Implements interfaces: IWorker

I implement an IWorker that runs tasks in a dedicated worker process.

You can also supply a series keyword containing a list of one or more task series that I am qualified to handle.

Note: Each task's callable is pickled along with its arguments to be sent over the interprocess pipe. Thus it must be something that can be reconstructed at the process, i.e., a method of an instance of a class that is importable by the process. Keep this in mind if you get errors like this:

 cPickle.PicklingError:
   Can't pickle <type 'function'>: attribute lookup
   __builtin__.function failed

Tuning the backoff coefficient

I did some testing of backoff coefficients with unit tests, where the reactor wasn't doing much other than running the asynqueue and Twisted's trial test runner.

With tasks whose completion time range from 0 to 1 second, backoff of 1.10 was significantly more efficent than 1.15, even more so than 1.20.

Backoff of 1.05 was somewhat more efficient than 1.10 with completion times ranging from 0 to 200 ms: 96.7% process/worker efficiency vs. 94.5%, with the mean overhead cut in half to around 3.3ms.
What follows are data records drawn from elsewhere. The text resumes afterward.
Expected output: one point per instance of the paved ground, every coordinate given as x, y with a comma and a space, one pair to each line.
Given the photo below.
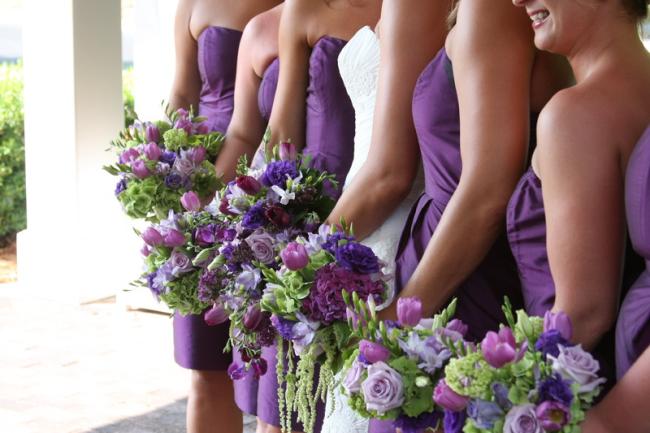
90, 369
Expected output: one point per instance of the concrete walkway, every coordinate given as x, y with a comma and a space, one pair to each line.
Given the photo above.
87, 369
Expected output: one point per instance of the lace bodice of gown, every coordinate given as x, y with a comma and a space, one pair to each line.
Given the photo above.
359, 67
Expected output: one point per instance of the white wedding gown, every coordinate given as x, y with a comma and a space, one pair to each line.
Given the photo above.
359, 68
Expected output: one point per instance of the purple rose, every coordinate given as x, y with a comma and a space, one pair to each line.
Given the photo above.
288, 151
261, 244
559, 322
152, 133
484, 413
357, 258
196, 154
129, 155
139, 169
248, 184
575, 364
215, 315
447, 398
354, 376
373, 352
294, 256
278, 172
501, 349
552, 415
522, 419
190, 201
152, 237
278, 216
152, 151
383, 389
173, 180
174, 238
409, 311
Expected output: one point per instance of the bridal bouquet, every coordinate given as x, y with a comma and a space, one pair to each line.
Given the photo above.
306, 296
261, 212
527, 378
397, 371
172, 262
158, 162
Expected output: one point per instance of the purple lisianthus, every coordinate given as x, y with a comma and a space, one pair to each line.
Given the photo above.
522, 419
261, 244
173, 180
255, 217
168, 157
576, 364
383, 389
354, 376
559, 322
358, 258
278, 172
548, 342
294, 256
454, 421
121, 186
373, 352
501, 349
447, 398
552, 415
484, 413
409, 311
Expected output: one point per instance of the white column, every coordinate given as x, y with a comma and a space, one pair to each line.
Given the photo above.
78, 246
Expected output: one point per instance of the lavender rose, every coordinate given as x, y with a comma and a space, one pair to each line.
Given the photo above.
522, 419
576, 364
383, 389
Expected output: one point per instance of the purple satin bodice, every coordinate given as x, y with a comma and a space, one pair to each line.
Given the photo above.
217, 61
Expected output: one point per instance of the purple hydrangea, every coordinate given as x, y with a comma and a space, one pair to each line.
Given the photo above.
277, 173
548, 343
254, 218
325, 301
555, 388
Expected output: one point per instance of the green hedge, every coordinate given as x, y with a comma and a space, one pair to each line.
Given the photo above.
12, 146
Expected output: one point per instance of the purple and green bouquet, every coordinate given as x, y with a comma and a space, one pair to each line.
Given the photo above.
259, 213
394, 372
173, 262
306, 297
526, 378
158, 162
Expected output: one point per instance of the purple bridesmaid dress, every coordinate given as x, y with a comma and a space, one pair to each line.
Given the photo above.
633, 327
198, 346
330, 141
But that's not the whole story: with a constant completion time of 100ms, 1.05 was actually less efficient: 95.5% vs. 99%, and mean overhead increased from around 0.5 ms to around 4 ms!
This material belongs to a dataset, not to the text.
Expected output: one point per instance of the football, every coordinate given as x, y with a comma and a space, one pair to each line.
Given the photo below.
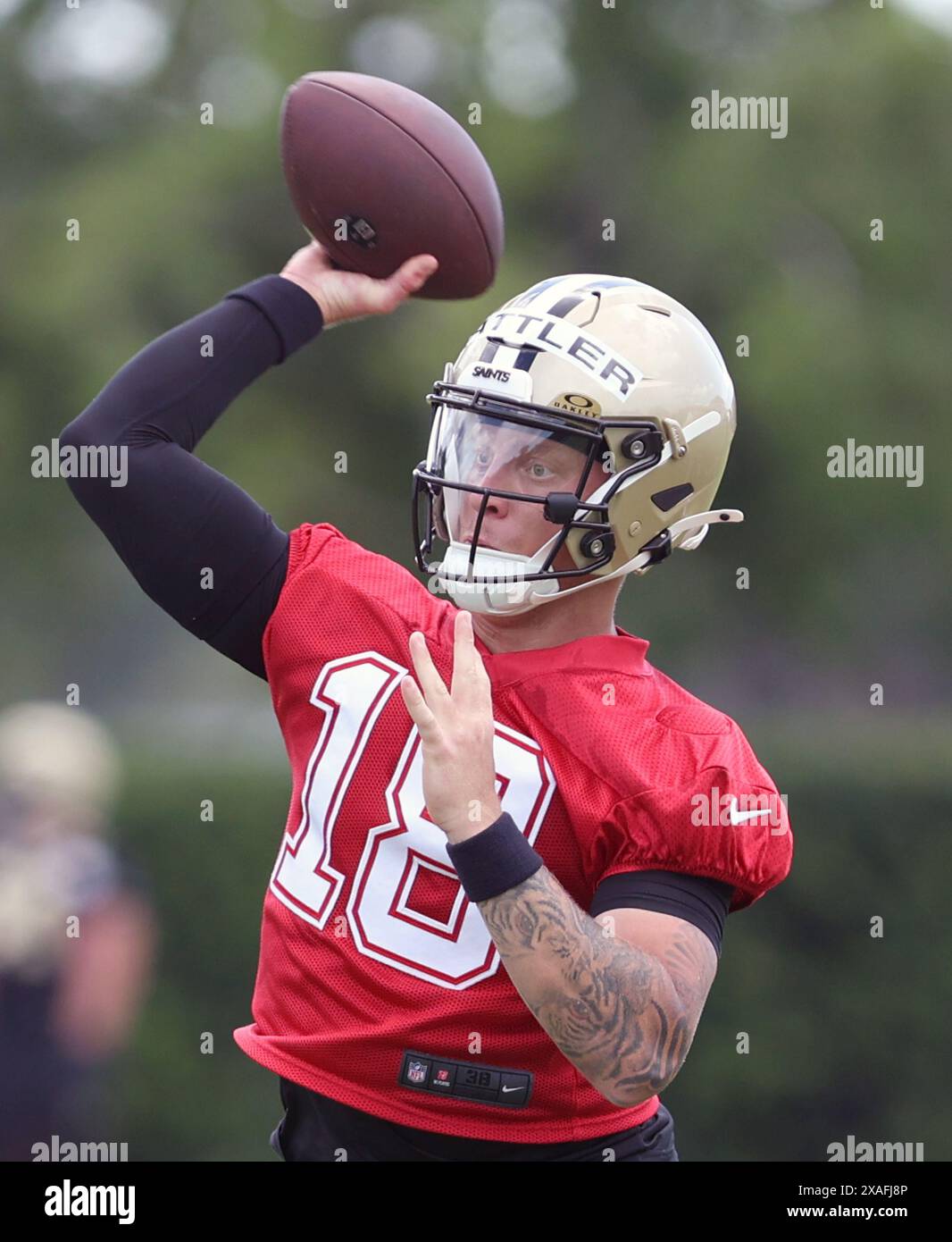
378, 172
After 100 ms, there will have been 7 checks, with the check interval finally doubling to 2.1 ms. Things take off rapidly; reaching 200 ms takes just another 4 checks, and the interval is then 3.1 ms.

It's only the calls that take longer that benefit from a smaller backoff. Going from 1.05 to 1.10 decreased the efficiency of 1-second calls from 97.5% to 94.3% because the overhead doubled from 25 ms to 60 ms. After so many event checks, the check interval had increased considerably, enough to add some significant dead time after the calls were done. By the time the second is up, there will have been 48 checks and the check interval will be 0.1 second.

A backoff of 1.10 is a bit magic numerically in that the current check interval is always about one tenth the amount of time that has passed since the first check. For a backoff of 1.05, the interval is half that. (It takes 81 checks to reach 1 second instead of 48.)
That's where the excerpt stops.